Peyton v PWV Acquisition LLC
Decided on December 6, 2012
Published by New York State Law Reporting Bureau pursuant to Judiciary Law § 431.
This opinion is uncorrected and subject to revision before publication in the Official Reports.
Tom, J.P., Mazzarelli, Moskowitz, Abdus-Salaam, Feinman, JJ.
Order, Supreme Court, New York County (Anil C. Singh, J.), entered April 9, 2012, which, to the extent appealed from as limited by the briefs, directed plaintiffs-tenants to post a bond in the amount of $75,000 as an undertaking for preliminary injunctive relief, unanimously affirmed, with costs.
The evidence demonstrated that defendants attempted to modify or substitute an ancillary parking service to which the plaintiffs were entitled, without requisite approval from the Division of Housing and Community Renewal (DHCR).

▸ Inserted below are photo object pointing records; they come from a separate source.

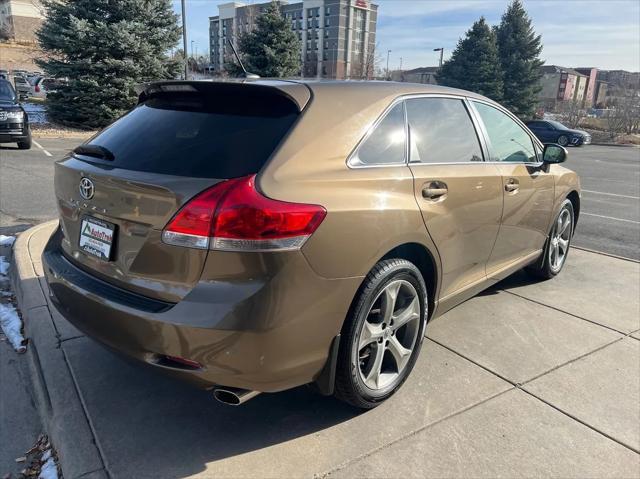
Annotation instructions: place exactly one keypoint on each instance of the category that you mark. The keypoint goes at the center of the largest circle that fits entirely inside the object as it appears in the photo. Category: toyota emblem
(86, 188)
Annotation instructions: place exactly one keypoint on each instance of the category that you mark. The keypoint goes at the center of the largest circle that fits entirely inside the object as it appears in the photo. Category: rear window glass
(207, 136)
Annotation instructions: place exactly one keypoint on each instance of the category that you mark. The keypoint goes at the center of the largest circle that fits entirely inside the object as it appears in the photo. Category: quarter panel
(526, 215)
(465, 222)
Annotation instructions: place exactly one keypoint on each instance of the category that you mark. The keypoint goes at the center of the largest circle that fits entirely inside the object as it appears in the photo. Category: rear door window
(441, 131)
(509, 141)
(208, 136)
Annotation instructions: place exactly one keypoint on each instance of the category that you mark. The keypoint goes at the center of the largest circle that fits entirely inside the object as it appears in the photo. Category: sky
(575, 33)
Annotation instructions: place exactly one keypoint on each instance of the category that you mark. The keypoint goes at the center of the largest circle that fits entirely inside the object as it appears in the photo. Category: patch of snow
(11, 326)
(4, 266)
(37, 113)
(6, 240)
(49, 469)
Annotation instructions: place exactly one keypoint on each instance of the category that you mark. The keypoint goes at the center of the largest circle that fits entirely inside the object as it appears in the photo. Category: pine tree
(474, 64)
(105, 48)
(519, 49)
(272, 49)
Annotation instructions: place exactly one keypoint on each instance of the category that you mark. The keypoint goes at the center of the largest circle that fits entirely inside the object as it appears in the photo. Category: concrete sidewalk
(527, 379)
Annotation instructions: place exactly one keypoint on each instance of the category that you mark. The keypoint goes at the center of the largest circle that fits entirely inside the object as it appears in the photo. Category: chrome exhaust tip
(234, 396)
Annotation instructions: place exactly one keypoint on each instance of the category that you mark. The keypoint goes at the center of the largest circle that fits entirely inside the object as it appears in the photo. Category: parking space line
(612, 194)
(40, 146)
(611, 218)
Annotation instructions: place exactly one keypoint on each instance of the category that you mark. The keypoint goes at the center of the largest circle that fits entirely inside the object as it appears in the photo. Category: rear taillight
(234, 216)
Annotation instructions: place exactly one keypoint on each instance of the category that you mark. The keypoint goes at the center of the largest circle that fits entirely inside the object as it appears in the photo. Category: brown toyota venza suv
(255, 236)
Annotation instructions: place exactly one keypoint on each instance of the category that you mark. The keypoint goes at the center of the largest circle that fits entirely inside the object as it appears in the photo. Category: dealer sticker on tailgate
(96, 237)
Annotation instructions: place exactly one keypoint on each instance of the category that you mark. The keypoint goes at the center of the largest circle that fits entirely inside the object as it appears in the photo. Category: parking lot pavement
(26, 181)
(610, 213)
(527, 379)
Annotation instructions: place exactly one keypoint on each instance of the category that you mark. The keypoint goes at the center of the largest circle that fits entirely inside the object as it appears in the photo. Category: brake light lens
(234, 216)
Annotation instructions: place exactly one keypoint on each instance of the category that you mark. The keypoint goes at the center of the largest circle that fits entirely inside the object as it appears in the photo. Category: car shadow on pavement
(140, 416)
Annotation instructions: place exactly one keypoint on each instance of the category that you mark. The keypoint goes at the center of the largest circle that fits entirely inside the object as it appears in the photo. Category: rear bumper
(270, 350)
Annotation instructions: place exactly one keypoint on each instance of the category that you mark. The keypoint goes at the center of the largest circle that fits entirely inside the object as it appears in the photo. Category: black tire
(349, 384)
(25, 145)
(543, 267)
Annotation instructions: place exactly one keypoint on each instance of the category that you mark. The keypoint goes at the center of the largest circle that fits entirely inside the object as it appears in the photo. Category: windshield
(557, 125)
(7, 92)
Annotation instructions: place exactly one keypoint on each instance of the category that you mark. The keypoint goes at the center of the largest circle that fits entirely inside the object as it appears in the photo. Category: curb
(611, 255)
(58, 401)
(617, 145)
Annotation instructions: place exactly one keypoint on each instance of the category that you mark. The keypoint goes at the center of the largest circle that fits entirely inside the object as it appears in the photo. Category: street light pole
(184, 39)
(441, 50)
(388, 53)
(192, 57)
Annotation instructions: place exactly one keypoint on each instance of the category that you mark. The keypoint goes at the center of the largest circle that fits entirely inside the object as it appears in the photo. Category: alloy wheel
(560, 237)
(389, 335)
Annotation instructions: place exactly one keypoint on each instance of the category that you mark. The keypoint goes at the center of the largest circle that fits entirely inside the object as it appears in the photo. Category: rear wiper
(96, 151)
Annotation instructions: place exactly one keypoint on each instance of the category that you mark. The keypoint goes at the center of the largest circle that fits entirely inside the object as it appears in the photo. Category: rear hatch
(117, 192)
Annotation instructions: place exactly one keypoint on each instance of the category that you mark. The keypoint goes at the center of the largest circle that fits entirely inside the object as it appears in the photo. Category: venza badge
(86, 188)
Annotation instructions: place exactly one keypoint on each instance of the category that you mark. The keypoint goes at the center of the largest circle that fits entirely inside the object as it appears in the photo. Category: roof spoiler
(211, 87)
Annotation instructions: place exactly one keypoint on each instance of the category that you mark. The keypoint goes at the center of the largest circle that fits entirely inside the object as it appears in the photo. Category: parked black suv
(549, 131)
(14, 122)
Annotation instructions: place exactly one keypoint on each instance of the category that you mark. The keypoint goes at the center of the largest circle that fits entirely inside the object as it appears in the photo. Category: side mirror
(554, 154)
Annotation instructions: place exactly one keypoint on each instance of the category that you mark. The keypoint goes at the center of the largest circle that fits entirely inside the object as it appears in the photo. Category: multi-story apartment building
(337, 37)
(561, 84)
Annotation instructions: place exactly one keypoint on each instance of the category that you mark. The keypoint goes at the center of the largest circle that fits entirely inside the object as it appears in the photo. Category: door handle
(512, 185)
(434, 190)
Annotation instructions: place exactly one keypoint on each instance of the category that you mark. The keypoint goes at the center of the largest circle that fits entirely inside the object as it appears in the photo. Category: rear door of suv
(459, 194)
(528, 189)
(117, 192)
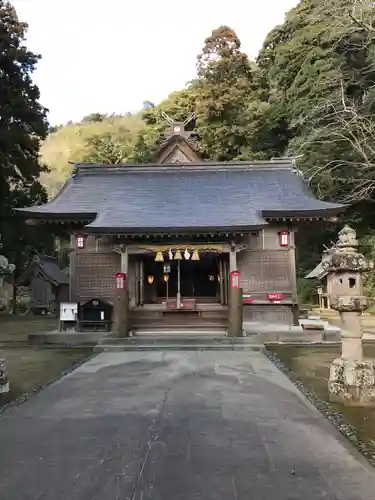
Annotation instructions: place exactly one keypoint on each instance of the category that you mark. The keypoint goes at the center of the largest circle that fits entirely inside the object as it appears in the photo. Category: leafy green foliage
(23, 125)
(311, 94)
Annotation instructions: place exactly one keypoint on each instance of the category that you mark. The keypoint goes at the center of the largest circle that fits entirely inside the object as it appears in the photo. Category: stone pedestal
(4, 382)
(352, 382)
(351, 379)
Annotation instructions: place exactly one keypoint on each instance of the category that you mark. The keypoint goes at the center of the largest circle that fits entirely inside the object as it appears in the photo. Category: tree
(320, 65)
(230, 101)
(93, 117)
(23, 125)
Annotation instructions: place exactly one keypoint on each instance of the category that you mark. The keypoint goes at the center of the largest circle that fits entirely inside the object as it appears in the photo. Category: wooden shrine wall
(266, 268)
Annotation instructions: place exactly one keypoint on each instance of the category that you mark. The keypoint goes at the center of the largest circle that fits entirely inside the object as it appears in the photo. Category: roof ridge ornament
(178, 128)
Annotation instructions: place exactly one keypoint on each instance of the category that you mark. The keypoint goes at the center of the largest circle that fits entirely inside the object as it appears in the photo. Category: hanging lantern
(195, 255)
(159, 257)
(80, 241)
(284, 238)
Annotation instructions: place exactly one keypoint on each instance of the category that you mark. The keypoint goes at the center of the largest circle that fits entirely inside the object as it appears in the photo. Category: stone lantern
(5, 269)
(352, 379)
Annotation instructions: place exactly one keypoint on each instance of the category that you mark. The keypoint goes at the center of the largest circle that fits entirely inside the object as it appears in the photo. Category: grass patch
(17, 328)
(32, 368)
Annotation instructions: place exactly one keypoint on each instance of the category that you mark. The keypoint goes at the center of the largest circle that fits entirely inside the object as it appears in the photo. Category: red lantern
(120, 281)
(80, 241)
(276, 297)
(247, 299)
(284, 238)
(235, 279)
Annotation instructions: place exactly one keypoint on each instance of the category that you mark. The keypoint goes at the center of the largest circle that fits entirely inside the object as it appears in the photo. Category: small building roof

The landlord defendants (PWV defendants) nonetheless entered into a contract to sell the subject open-air parking lot for development purposes to defendant Jewish Home Lifecare, Manhattan, prior to obtaining the requisite approval from the DHCR. In light of the foregoing, and the standard delays that were shown to be attendant to applications by defendants for regulatory approval of proposed building construction, the $75,000 undertaking required by the court, pending final resolution of plaintiffs' action for declaratory and injunctive relief, was rationally related to defendants' potential damages should the preliminary injunction later prove to have been unwarranted (see generally 3636 Greystone Owners v Greystone Bldg., 4 AD3d 122, 123 [1st Dept 2004]).
THIS CONSTITUTES THE DECISION AND ORDER OF THE SUPREME COURT, APPELLATE DIVISION, FIRST DEPARTMENT.